Population history affects a country’s pattern of DNA variations. Migrations (voluntary or forced) and many changes in national borders, even over the past 2000 years, essentially mean that what you may think is a country’s “natural” genetic pattern is often the result of a population mix throughout history. This is very much the case for Central and South America (ancestry from native South Americans, Iberians and West Africans), Spain and Portugal (ancestry from Southern and Northern Europe as well as the Middle East and North Africa), and the length of Afghanistan, Kazakhstan, Kyrgyzstan, Tajikistan, Uzbekistan, Turkmenistan, and Mongolia (ancestry from Central Asia, the Middle East, Northern India, and China).37 And importantly to the Eurocentric view of “races,” Europeans themselves are of mixed ancestry since the Bronze Age: between the first agricultural settlers originated from the Middle East and pastoralist migrants from Central Asia, who spread the Indo-European languages.38
If you look far enough in time, there has always been population mixing. This is something that commercial ancestry tests, while they can tell you your ancestry in common to people of other countries, are not clear in explaining whether the ancestries they list for you are themselves ancient mixes already.

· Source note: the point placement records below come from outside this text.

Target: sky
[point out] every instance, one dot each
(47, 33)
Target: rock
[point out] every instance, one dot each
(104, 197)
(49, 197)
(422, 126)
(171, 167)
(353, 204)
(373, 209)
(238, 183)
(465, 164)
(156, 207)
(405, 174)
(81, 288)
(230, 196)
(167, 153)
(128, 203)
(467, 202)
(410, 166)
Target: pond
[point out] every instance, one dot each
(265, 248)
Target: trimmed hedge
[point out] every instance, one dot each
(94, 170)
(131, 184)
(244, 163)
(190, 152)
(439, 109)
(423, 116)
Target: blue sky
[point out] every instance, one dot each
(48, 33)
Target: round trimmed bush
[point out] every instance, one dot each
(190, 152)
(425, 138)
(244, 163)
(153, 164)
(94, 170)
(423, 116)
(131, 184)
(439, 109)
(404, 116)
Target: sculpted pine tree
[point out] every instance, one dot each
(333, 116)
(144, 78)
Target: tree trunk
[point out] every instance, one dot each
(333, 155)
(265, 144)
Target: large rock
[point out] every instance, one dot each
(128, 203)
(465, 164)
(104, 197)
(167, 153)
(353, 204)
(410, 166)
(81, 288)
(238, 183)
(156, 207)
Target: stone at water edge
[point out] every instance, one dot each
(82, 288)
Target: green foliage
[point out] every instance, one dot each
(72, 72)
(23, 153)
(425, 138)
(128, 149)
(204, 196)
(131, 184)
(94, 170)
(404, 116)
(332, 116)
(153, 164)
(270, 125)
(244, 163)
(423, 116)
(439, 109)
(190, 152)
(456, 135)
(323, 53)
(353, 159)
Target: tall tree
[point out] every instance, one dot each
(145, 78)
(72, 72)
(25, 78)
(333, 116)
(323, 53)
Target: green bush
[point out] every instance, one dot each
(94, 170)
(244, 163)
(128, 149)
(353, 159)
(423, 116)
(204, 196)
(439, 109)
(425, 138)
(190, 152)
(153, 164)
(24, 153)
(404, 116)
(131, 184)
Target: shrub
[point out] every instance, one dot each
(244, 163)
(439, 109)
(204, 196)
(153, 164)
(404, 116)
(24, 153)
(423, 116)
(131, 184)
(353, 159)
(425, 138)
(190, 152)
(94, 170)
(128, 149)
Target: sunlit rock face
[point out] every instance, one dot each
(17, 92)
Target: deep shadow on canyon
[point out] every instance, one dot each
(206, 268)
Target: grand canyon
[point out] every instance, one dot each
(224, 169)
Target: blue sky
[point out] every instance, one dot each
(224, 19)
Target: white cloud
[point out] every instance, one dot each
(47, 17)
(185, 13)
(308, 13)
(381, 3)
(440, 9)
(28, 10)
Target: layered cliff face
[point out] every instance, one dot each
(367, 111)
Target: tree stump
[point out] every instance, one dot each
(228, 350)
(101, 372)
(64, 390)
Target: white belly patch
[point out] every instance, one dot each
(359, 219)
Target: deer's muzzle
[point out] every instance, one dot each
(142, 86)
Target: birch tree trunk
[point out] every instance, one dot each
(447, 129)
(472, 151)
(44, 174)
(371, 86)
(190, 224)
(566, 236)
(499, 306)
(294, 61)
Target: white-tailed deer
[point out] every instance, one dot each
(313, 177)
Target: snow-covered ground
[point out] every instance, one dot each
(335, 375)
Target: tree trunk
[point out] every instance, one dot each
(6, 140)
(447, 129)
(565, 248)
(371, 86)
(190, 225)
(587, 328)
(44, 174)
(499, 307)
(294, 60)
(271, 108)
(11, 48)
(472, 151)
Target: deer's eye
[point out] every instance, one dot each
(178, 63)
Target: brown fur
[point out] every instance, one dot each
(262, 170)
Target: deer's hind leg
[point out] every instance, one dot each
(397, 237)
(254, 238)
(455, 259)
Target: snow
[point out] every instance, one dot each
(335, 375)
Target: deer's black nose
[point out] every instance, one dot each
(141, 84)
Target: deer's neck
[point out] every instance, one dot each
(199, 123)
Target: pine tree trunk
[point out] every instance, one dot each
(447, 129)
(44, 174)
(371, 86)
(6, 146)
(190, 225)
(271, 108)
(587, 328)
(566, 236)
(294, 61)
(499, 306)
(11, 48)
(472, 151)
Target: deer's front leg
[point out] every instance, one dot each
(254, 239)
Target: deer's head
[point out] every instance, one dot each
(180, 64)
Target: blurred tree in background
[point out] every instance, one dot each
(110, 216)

There is no such thing as “race” at a genetic level: Each of us is made up of multiple mixed ancestries, some from parts of the world that are closer to you , others from more distant places, and some mixed ancestries are so ancient that nobody remembers culturally they were ever a mixture. This is all because humans move and mix together, as they always have, over time and across the millennia.
Therefore, we all have ancestries, not a single defining ancestry. Let alone a “race” category that any person can neatly be fitted in. For each of us, it is a long, milenia-spanning family tree, full of probabilities and estimates: the farther back you trace, the more blurry the path.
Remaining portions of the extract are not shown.